When listening to Mnemonic Fish as we enter the activated zone, the sounds of water softly trickle into our ears as though we are nearing a cool, burbling spring. As the trickling swells, we hear synthesized instrumental tones that gently and slowly ascend. The binaural sounds of the water create the auditory illusion that we share the environment with a peacefully flowing river. We then hear a woman speak in low tones, as though we are privy to her pensive remembrances. She speaks as though observing a memory unfold in real-time, a memory of a river and the sensation of staring into it, falling deeper and deeper into contemplation as ideas spring forth. As she speaks, her voice enmeshes with the melodic drone and the water’s current, evoking a sense of being swept along with her thoughts and sensations.

The fish in the title refers to another geographically displaced poetic, in which thought and the inception of ideas are like fish that swim away when disrupted, as Virginia Woolf described in A Room of One’s Own. 

Thought – to call it by a prouder name than it deserved – had let its line down into the stream. It swayed, minute after minute, hither and thither among the reflections and the weeds, letting the water lift it and sink it until – you know the little tug – the sudden conglomeration of an idea at the end of one's line: and then the cautious hauling of it in, and the careful laying of it out? Alas, laid on the grass, how small, how insignificant this thought of mine looked; the sort of fish that a good fisherman puts back into the water so that it may grow fatter and be one day worth cooking and eating.

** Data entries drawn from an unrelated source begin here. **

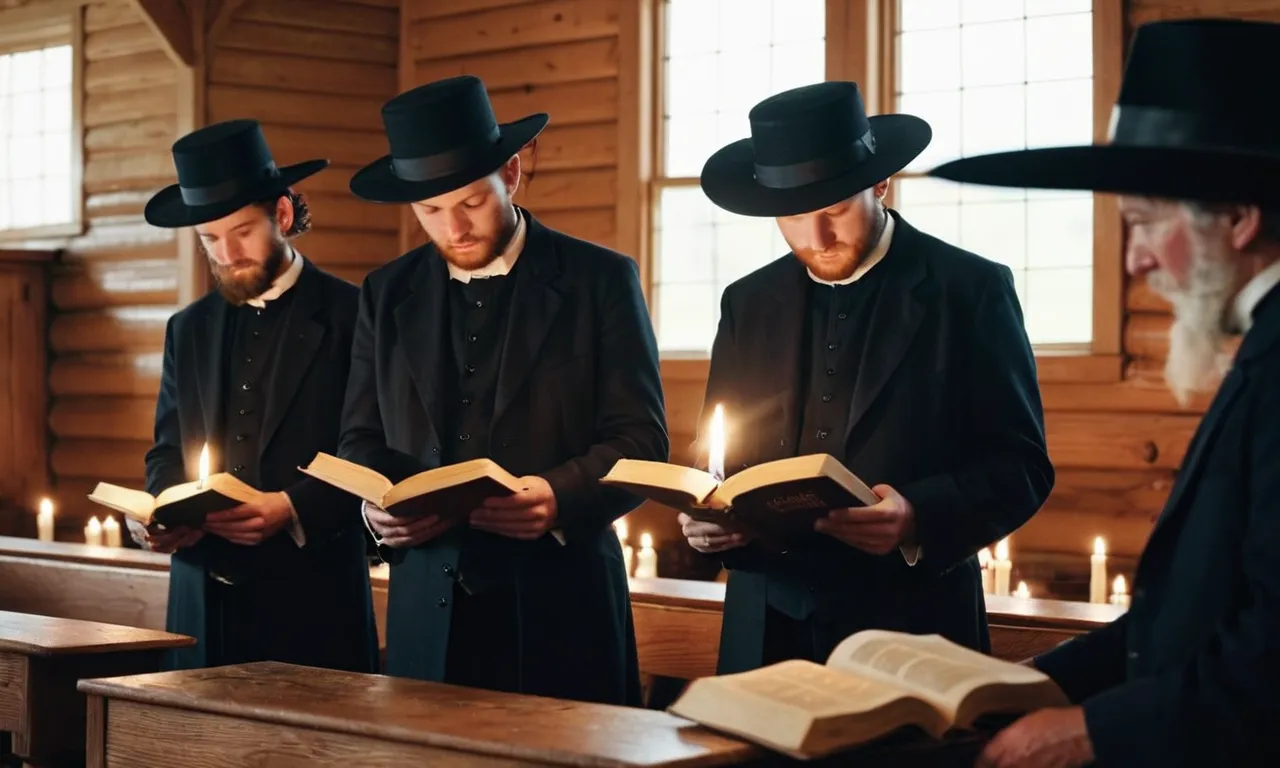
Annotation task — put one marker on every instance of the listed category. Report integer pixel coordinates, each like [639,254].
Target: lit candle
[988,575]
[629,557]
[1002,566]
[112,531]
[1098,572]
[204,466]
[647,563]
[45,521]
[716,449]
[1120,593]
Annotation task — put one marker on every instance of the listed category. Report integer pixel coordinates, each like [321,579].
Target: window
[992,76]
[718,58]
[37,173]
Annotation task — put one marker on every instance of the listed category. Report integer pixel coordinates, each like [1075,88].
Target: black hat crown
[1196,83]
[809,135]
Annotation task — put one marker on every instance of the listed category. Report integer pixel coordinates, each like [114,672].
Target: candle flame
[716,452]
[204,464]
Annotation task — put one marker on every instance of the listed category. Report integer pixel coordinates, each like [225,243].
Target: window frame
[35,32]
[859,46]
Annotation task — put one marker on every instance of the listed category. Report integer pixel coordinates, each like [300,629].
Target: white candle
[1120,593]
[112,531]
[629,557]
[1002,566]
[988,576]
[1098,572]
[647,563]
[45,521]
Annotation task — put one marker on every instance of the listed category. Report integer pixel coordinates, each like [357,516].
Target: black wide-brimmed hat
[1191,122]
[809,149]
[442,136]
[222,168]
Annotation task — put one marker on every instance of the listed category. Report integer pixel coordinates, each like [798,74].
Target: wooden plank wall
[560,56]
[315,73]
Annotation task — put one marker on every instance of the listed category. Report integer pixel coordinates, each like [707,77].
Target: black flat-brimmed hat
[1191,122]
[442,136]
[809,149]
[222,168]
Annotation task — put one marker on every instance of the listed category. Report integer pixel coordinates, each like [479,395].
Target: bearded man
[1188,675]
[899,355]
[256,371]
[501,338]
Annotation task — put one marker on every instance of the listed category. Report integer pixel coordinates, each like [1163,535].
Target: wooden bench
[41,658]
[270,713]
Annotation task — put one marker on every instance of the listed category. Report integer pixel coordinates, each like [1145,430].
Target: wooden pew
[41,659]
[243,714]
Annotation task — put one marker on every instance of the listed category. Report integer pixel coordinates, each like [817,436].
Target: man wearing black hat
[256,371]
[503,339]
[892,351]
[1188,676]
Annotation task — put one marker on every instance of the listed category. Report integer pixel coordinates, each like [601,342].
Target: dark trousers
[484,641]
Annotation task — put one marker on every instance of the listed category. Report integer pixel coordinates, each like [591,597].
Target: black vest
[478,316]
[835,337]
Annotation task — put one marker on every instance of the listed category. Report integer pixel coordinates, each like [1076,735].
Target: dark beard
[240,289]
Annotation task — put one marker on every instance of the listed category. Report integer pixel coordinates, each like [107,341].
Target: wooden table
[280,714]
[41,658]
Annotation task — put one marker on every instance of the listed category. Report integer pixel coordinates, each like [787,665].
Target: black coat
[1191,673]
[945,408]
[579,388]
[324,609]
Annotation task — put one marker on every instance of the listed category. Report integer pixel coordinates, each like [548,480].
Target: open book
[775,501]
[451,490]
[873,684]
[186,503]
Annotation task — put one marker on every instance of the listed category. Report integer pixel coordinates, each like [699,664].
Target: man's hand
[526,515]
[161,540]
[402,533]
[878,529]
[709,538]
[252,522]
[1046,739]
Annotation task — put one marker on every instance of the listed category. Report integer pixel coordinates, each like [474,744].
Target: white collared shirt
[912,554]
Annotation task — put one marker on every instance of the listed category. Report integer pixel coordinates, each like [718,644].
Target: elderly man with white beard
[1191,675]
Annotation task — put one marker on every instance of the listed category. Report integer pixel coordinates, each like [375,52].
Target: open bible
[873,684]
[186,503]
[451,490]
[775,501]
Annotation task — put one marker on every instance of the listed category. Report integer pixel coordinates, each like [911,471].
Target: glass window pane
[992,54]
[1059,306]
[1060,48]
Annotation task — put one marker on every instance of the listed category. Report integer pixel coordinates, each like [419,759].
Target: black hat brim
[378,182]
[728,176]
[1179,173]
[168,209]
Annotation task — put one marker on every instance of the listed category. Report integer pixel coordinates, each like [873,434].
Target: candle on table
[1120,593]
[1002,566]
[112,531]
[45,521]
[647,563]
[988,575]
[629,557]
[1098,572]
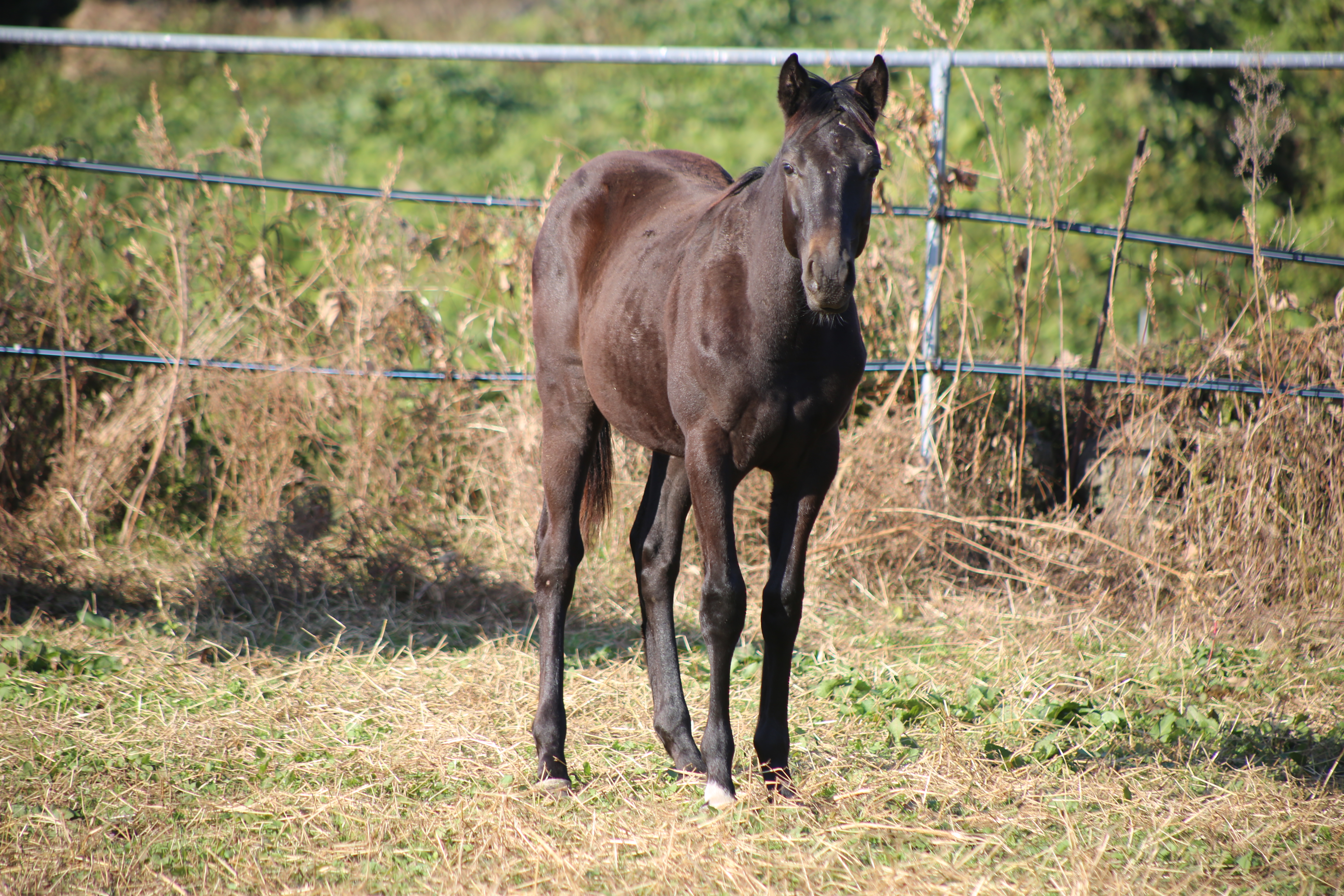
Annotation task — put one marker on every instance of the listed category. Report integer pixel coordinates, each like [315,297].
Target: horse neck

But however small it was, it had, nevertheless, the mysterious property of its kind – put back into the mind, it became at once very exciting, and important; and as it darted and sank, and flashed hither and thither, set up such a wash and tumult of ideas that it was impossible to sit still. It was thus that I found myself walking with extreme rapidity across a grass plot. Instantly a man's figure rose to intercept me. His face expressed horror and indignation. Instinct rather than reason came to my help; he was a beadle, I was a woman. This was the turf; there was the path. Only the fellows and scholars are allowed here; the gravel is the place for me. Such thoughts were the work of a moment. As I regained the path, the arms of the beadle sank, his face assumed its usual repose, and though turf is better walking than gravel, no very great harm was done. The only charge I could bring against the fellows and scholars of whatever the college might happen to be was that, in protection of their turf, they had sent my little fish into hiding.

Once disturbed from thought, the fish (or idea) swims away in the currents of consciousness, forgotten, perhaps to be retrieved in time. The tie between Woolf’s fish and the waters of forgetfulness and remembrance, Lethe and Mnemosyne, speak to the actual waters that run below the fore of Athenian thought - its fate yet to be determined.